The National Information Technology Development Agency (NITDA) has issued an advisory on new vulnerabilities in ChatGPT that could expose users to data-leakage attacks.

According to the advisory, researchers discovered seven vulnerabilities affecting GPT-4o and GPT-5 models that allow attackers to manipulate ChatGPT through indirect prompt injection.

The agency explained that hidden instructions placed inside webpages, comments, or Uniform Resource Locators (URLs) can trigger unintended commands during regular browsing, summarisation, or search actions.

“By embedding hidden instructions in webpages, comments, or crafted URLs, attackers can cause ChatGPT to execute unintended commands simply through normal browsing, summarization, or search actions,” they stated.

The warning followed rising concerns about AI-powered tools interacting with unsafe web content and the growing dependence on ChatGPT for business, research, and public-sector tasks.

NITDA added that some flaws allow the bypassing of safety controls by masking malicious content behind trusted domains.

Other weaknesses take advantage of markdown rendering bugs, enabling hidden instructions to pass undetected.

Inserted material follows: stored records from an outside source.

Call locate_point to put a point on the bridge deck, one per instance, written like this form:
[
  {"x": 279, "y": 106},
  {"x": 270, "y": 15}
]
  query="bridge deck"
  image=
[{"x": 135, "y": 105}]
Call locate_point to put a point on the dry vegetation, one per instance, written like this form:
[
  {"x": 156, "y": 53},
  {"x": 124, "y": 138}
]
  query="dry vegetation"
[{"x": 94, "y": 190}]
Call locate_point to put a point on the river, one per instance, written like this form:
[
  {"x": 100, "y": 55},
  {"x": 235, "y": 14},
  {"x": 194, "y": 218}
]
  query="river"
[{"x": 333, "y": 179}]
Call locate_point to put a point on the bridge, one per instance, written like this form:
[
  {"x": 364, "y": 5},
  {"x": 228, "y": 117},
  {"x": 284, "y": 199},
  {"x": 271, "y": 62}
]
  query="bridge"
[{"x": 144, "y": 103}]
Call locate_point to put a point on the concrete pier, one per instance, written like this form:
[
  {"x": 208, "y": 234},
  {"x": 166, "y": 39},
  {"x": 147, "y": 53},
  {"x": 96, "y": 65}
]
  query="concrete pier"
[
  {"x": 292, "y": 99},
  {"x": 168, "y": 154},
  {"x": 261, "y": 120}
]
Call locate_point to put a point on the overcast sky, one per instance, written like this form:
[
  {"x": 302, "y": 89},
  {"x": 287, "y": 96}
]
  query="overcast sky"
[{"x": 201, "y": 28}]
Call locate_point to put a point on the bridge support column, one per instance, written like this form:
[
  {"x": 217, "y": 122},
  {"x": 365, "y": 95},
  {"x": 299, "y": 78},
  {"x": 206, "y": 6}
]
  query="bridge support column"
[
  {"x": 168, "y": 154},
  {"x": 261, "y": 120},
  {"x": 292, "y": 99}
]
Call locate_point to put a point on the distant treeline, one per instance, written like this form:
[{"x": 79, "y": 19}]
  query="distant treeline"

It explained that in severe cases, attackers can poison ChatGPT’s memory, forcing the system to retain malicious instructions that influence future conversations

They stated that while OpenAI has fixed parts of the issue, Large-Language Models (LLMs) still struggle to reliably separate genuine user intent from malicious data.

The Agency warned that these vulnerabilities could lead to a range of cybersecurity threats, including unauthorised actions carried out by the model; unintended exposure of user information; manipulated or misleading outputs; and long-term behavioural changes caused by memory poisoning, among others.

It advised Nigerians, businesses, and government institutions to adopt several precautionary steps to stay safe. These include limiting or disabling the browsing and summarisation of untrusted websites within enterprise environments and enabling features like browsing or memory only when necessary.

It also recommended regular updates to deployed GPT-4o and GPT-5 models to ensure known vulnerabilities are patched.